2. Say something trite about how men and women are different. To make it sound less trite, mention how you interviewed 10,000 married couples in order to discover this fact.
3. Do you worry that your lack of a graduate degree from a famous university might be hurting your credibility as a speaker? No problem. Put up a quote from Thomas Edison or Jesus or Socrates on a PowerPoint slide. Next, put up a slide that quotes you. The audience will realize you are just as brilliant as those other guys.
4. Some audience members may be wondering if coming to hear you speak is really worth what they paid. To placate them, talk about how buying a ticket for your speech represents a tremendous moral ‘choice’ and a clear indication that they are ready to make ‘positive change.’ You can also flatter them by saying, ‘What a high-level group we have here today!’ That should lay their concerns to rest; they will realize that coming to hear you automatically and painlessly makes them better people.
5. Repeat something your grandmother/prepubescent son/wife said. Tell everyone how wise it is, even if its profundity isn’t readily apparent. Again, people have paid a lot to listen, so they’ll want to think it’s on par with Plato’s writings.
6. Relate an anecdote about someone famous, like Nelson Mandela. If you can twist it totally out of context to make your point, even better.
7. In order to introduce the idea that persistence pays off, tell a story about how many publishers rejected your first self-help book manuscript. Don’t bother telling the audience an inspiring story about some other person who succeeded in spite of a physical disability or social prejudice; your own lucrative tale of battling with publicists and literary agents to get your best-seller into print is obviously far more interesting than any paraplegic Special Olympian’s life experiences.
8. In a soft voice, talk about a tragedy you’ve experienced. Quickly move on to another topic, but make a big show of shedding a tear while you do this. The tear reminds the audience how brave you were to make a personal revelation in front of people who have paid to hear you speak. Your listeners won’t think for a second that you are being unnecessarily melodramatic or trying to create a phony intimacy with them.
9. Ask the audience a platitudinous question, such as ‘What do you want out of life?’ Answer your question with a platitudinous response like ‘love’ or ‘wealth’ or ‘greatness.’
10. Ask the audience members to hug one another or touch each other on the shoulder and say, ‘You’re doing OK.’ The awkwardness that ensues will make them forget how dumb your last joke was.

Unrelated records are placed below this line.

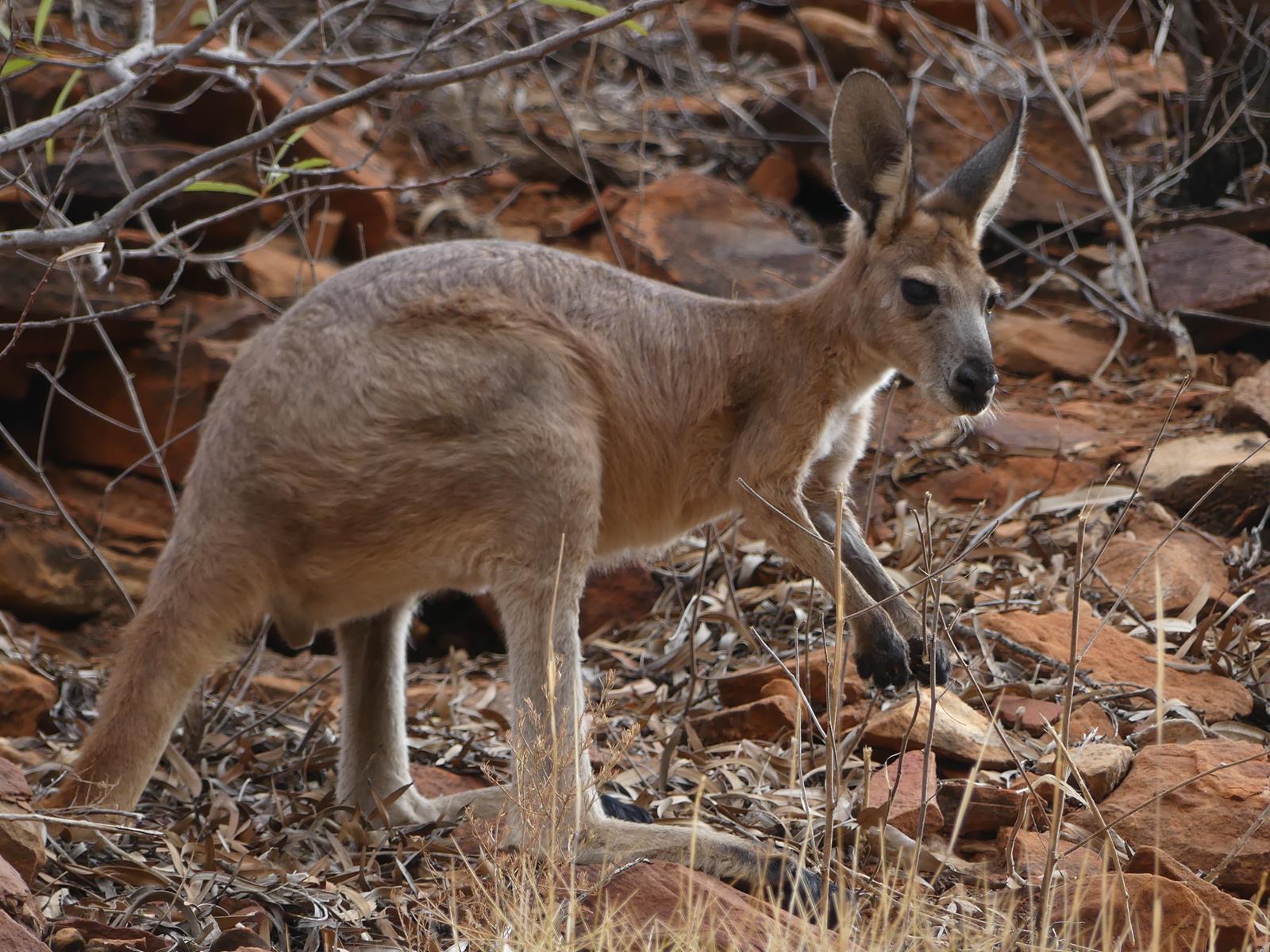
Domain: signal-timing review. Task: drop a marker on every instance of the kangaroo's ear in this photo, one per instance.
(979, 187)
(870, 152)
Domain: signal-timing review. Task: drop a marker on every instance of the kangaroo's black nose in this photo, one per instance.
(973, 384)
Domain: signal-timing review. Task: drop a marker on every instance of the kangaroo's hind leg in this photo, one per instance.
(374, 761)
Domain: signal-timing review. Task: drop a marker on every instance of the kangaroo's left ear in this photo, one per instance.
(979, 187)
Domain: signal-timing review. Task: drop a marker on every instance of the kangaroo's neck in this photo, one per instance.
(817, 336)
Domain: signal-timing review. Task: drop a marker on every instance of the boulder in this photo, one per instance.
(1091, 720)
(960, 731)
(16, 899)
(1189, 565)
(1003, 482)
(1029, 346)
(1248, 404)
(768, 719)
(1183, 470)
(25, 700)
(775, 179)
(1115, 658)
(1200, 823)
(895, 795)
(849, 44)
(16, 937)
(173, 382)
(22, 842)
(1018, 433)
(89, 936)
(747, 685)
(1232, 919)
(281, 271)
(657, 903)
(988, 810)
(1028, 714)
(710, 236)
(46, 574)
(1204, 268)
(1092, 909)
(1030, 850)
(1102, 766)
(618, 598)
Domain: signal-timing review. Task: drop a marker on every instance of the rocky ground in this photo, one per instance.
(1123, 479)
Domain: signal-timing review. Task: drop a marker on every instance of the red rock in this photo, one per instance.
(849, 44)
(723, 31)
(1003, 484)
(22, 842)
(44, 573)
(279, 270)
(895, 795)
(1232, 919)
(766, 719)
(1091, 719)
(1185, 469)
(1030, 850)
(960, 731)
(16, 937)
(1203, 268)
(1200, 823)
(1016, 433)
(25, 698)
(743, 687)
(706, 235)
(175, 385)
(1102, 766)
(1029, 346)
(83, 935)
(1189, 564)
(1117, 658)
(1248, 404)
(618, 598)
(16, 899)
(368, 209)
(988, 810)
(952, 124)
(1095, 909)
(660, 901)
(437, 782)
(775, 179)
(1028, 712)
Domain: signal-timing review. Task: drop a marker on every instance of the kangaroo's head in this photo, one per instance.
(924, 298)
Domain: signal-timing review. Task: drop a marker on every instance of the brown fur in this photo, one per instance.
(499, 418)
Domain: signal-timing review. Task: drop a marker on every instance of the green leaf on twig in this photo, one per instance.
(595, 10)
(59, 105)
(13, 63)
(42, 19)
(230, 188)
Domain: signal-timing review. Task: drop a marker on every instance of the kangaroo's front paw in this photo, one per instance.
(624, 810)
(883, 657)
(922, 664)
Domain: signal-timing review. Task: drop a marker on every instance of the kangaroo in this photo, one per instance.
(492, 416)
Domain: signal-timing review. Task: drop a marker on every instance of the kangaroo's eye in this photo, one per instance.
(918, 292)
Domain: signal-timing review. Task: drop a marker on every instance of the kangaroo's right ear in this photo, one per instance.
(870, 152)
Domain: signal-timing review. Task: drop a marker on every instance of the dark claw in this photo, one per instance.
(886, 664)
(921, 666)
(624, 810)
(798, 889)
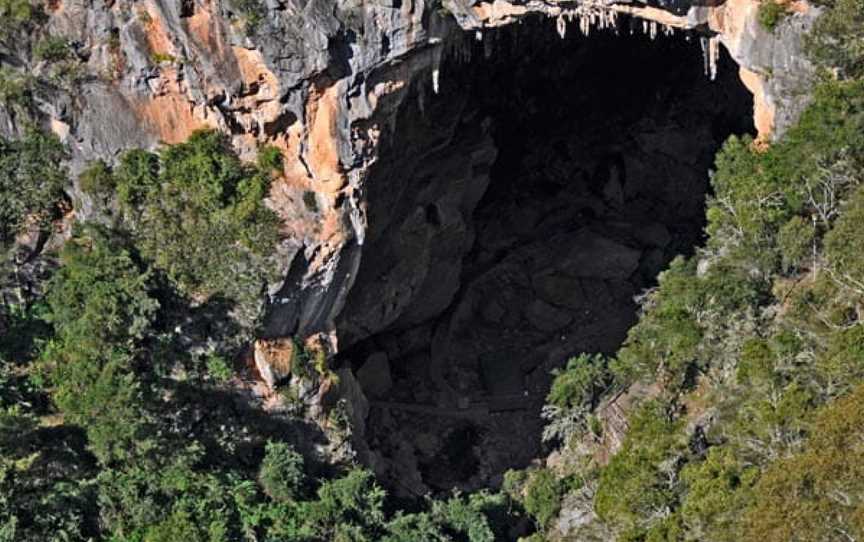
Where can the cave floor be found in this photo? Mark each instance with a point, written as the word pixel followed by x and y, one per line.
pixel 520 212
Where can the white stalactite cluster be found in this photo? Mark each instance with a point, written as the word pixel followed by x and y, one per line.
pixel 592 14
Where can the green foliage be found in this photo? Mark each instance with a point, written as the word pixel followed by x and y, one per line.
pixel 219 369
pixel 542 498
pixel 844 244
pixel 17 14
pixel 162 58
pixel 197 213
pixel 718 489
pixel 97 179
pixel 771 13
pixel 795 241
pixel 31 182
pixel 252 13
pixel 641 480
pixel 281 473
pixel 270 159
pixel 818 493
pixel 99 303
pixel 580 383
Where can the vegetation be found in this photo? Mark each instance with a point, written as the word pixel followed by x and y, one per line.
pixel 112 427
pixel 16 15
pixel 771 13
pixel 197 213
pixel 745 371
pixel 31 183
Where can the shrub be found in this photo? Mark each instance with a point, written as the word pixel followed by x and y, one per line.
pixel 97 179
pixel 796 243
pixel 542 498
pixel 815 494
pixel 281 473
pixel 15 14
pixel 641 480
pixel 198 214
pixel 837 38
pixel 270 158
pixel 771 13
pixel 31 182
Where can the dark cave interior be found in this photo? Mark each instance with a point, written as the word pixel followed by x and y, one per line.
pixel 513 217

11. Plug the next speaker as ‘my good friend’ or ‘our good friend.’ It makes you sound gracious. To make yourself sound even more gracious, make sure you compliment the next speaker’s books/tapes/CDs or whatever they peddle. Hopefully, she will do the same for you. But just in case she forgets, you should mention that since ‘time is short today,’ you can’t get to everything you wanted to cover. Then say that what you wanted to cover is available to the audience in the form of a hugely overpriced tape set — conveniently on sale in the hall outside the auditorium.